Opioid Relapse & HIV Risk: 48 Versus 24 Weeks of Injectable Extended Release Naltrexone

Human Immunodeficiency Virus Clinical Trial

Official title:

Opioid Relapse & HIV Risk: 48 Versus 24 Weeks of Injectable Extended Release Naltrexone

Clinical Trial Details — Status: Completed

Administrative data

• NCT number: NCT01882361
• Other study ID #: 816019
• Secondary ID: R01DA033670
• Status: Completed
• Phase: Phase 2/Phase 3
• Start date: June 2013
• Est. completion date: July 31, 2020

Study information

• Verified date: November 2020
• Source: University of Pennsylvania
• Contact: n/a
• Is FDA regulated: No
• Study type: Interventional

Clinical Trial Summary

To address the question of the comparison of two courses of Vivitrol with differing lengths in 130 HIV negative, consenting, opioid addicted patients who have completed inpatient treatment.
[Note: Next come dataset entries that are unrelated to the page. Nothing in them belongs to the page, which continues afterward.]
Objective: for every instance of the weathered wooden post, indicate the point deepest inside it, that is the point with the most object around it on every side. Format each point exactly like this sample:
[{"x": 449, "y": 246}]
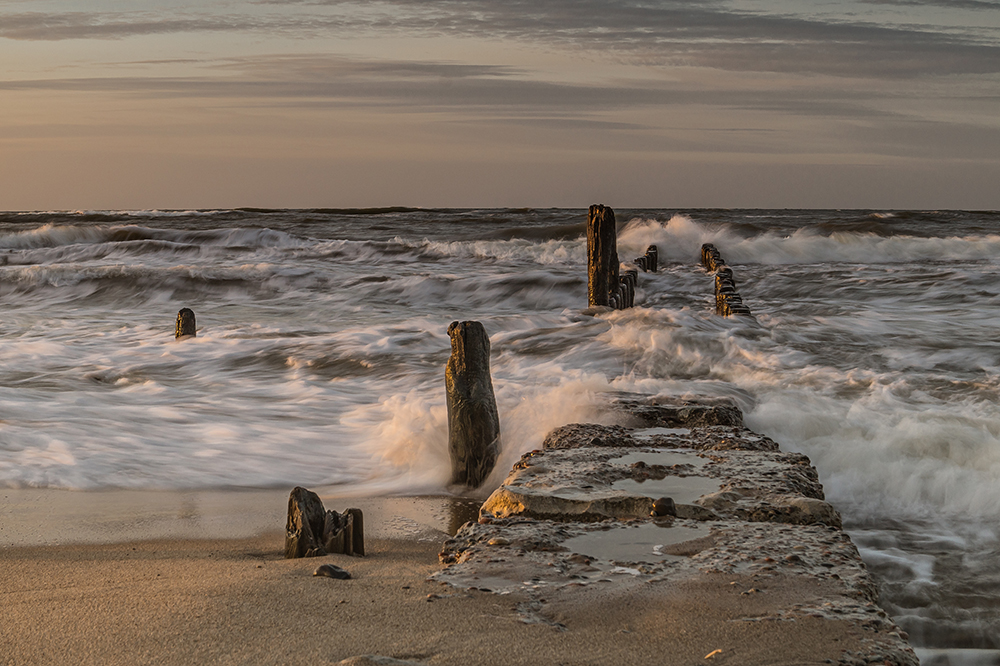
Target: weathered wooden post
[
  {"x": 313, "y": 531},
  {"x": 653, "y": 258},
  {"x": 602, "y": 256},
  {"x": 473, "y": 421},
  {"x": 185, "y": 327}
]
Participants will be randomized under double blind conditions to a 24 or 48-week course of pharmacotherapy, along with bi-weekly drug counselling, over 48 weeks, with follow-ups at weeks 60 and 72. The 24-week cohort will receive Vivitrol placebo injections in weeks 24 to 48.

Description:

1.2.1 Primary and Secondary Outcome Measures

Primary outcomes are:

1) Opiate positive urine tests; 2) HIV injecting risk.

Secondary outcomes are:

1) Time to relapse; 2) HIV sex risk; 3) Proportion of appointments kept; 6) Psychiatric symptoms; 7) Opioid craving; 8) Self-reported drug use; 9) Money spent for drugs; 10) Employment; 11) Arrests; 12) Overall adjustment; 12) Adverse events.

Hypotheses are that:

1. Primary outcomes will significantly favor the 48-week Vivitrol condition;

2. Five or more secondary outcomes will favor the 48-week condition; none will favor the 24-week condition.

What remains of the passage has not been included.